Public cloud migration marked a significant technological advancement for businesses across the world by making powerful infrastructure instantly available at limitless scale. The cloud also makes data accessible from anywhere and decreases the need for ongoing hardware maintenance and specialized staff. As more businesses consider moving away from the cloud, it raises an important question – isn’t this a technological step backward?
In many ways, undoubtedly. The key drivers behind this trend include major concerns over data security, changing government regulations and cost economics. While the cloud offers scalability and flexibility, countless high-profile data breaches have made businesses wary of the shared responsibility model, where cloud providers make no promises for the security of the data itself.

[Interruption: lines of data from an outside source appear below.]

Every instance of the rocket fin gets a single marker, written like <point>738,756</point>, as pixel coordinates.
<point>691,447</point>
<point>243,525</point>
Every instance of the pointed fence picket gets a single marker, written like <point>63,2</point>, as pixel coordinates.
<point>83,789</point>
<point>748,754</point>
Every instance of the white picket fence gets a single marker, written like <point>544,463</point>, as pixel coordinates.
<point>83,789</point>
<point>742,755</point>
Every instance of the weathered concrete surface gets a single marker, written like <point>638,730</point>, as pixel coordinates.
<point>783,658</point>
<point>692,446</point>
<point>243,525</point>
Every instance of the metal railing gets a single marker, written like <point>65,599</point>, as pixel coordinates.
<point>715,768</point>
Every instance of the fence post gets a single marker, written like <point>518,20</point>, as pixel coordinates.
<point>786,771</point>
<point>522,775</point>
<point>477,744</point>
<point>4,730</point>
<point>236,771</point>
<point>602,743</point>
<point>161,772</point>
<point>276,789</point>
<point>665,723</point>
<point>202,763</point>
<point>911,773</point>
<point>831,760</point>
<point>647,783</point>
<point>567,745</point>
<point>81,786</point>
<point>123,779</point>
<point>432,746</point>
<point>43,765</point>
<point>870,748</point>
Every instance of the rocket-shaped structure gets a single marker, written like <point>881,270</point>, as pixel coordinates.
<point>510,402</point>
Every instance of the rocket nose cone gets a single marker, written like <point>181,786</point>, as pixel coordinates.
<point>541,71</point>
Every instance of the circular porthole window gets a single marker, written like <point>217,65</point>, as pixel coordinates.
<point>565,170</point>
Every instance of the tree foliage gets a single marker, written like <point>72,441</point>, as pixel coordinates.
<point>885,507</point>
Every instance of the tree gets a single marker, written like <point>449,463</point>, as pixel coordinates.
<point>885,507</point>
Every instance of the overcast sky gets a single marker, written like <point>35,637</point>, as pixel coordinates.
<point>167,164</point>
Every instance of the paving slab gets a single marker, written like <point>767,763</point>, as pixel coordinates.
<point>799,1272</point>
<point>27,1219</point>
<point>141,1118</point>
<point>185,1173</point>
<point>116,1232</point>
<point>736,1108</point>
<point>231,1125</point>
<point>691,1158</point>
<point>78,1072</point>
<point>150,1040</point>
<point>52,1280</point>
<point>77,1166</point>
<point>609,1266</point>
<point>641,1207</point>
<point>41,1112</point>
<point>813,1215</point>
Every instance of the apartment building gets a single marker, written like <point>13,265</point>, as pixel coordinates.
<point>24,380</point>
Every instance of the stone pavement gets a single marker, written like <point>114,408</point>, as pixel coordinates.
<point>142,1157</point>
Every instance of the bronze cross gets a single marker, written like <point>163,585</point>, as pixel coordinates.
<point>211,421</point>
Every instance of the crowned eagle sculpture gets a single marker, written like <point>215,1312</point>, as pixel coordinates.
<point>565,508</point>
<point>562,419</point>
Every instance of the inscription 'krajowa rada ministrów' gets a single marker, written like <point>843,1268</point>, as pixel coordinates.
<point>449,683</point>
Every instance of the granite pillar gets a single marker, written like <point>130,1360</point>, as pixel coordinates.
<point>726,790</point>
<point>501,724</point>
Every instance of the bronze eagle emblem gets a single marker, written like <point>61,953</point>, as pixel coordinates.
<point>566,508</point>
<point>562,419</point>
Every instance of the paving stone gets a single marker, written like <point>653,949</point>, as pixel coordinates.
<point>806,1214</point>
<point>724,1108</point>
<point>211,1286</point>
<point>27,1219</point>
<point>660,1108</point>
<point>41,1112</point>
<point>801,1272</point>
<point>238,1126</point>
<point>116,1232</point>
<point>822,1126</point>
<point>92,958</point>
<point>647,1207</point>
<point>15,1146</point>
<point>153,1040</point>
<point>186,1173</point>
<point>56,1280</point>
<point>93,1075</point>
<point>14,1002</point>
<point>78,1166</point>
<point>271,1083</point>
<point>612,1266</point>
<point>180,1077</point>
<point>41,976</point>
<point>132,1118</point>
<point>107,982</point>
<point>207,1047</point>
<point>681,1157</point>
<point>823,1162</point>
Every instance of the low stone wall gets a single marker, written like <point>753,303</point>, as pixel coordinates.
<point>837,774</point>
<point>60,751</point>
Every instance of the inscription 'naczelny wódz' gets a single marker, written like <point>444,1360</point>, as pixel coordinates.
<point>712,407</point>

Without better protections and new operational efficiencies, many enterprises see no option but to bring some workloads back on-premises.
With the rise of cyber attacks like ransomware, enterprises have a renewed focus on backup and recovery. The public cloud makes it fast and easy to store a copy of data offsite, isolated from natural disasters or local network intrusions. This increases the chances of retaining a clean copy of data to recover from.
Also, with up to 20% annual growth in enterprise data volume, storing backups in the cloud can be a cost-effective alternative to adding racks and racks of storage appliances.2 Since backup data is rarely accessed, egress fees are relatively minimal. In disaster scenarios, the cost of retrieval is far outweighed by the value of restoring operations quickly.
Storing a copy of data offsite in the cloud is a great option – but what if the cloud is breached? The answer is cyberstorage, an emerging trend for protecting sensitive data. Gartner defines cyberstorage as a combination of cybersecurity and data storage that uses active defense measures to secure unstructured data. Emerging technologies, such as a Private Data Harbor, are quickly changing the landscape of how cloud data is protected from ransomware, exfiltration, and accidental misconfiguration. It captures all of the best parts of the public cloud, with the security and control of a private cloud.
The Data Harbor fragments encrypted data and scatters it across multiple cloud providers, so it becomes nearly impossible for anyone other than the rightful owner to reconstruct any meaningful data. By optionally mirroring the fragments, additional security benefits such as self-healing and 100% uptime are possible.
This allows businesses to harness the immense storage and compute power of the public cloud, while ensuring that their data is protected as if it were inside of their own datacenter. In the face of escalating cyber threats that have businesses searching for a way to ‘batten down the hatches,’ the Data Harbor offers a giant leap forward.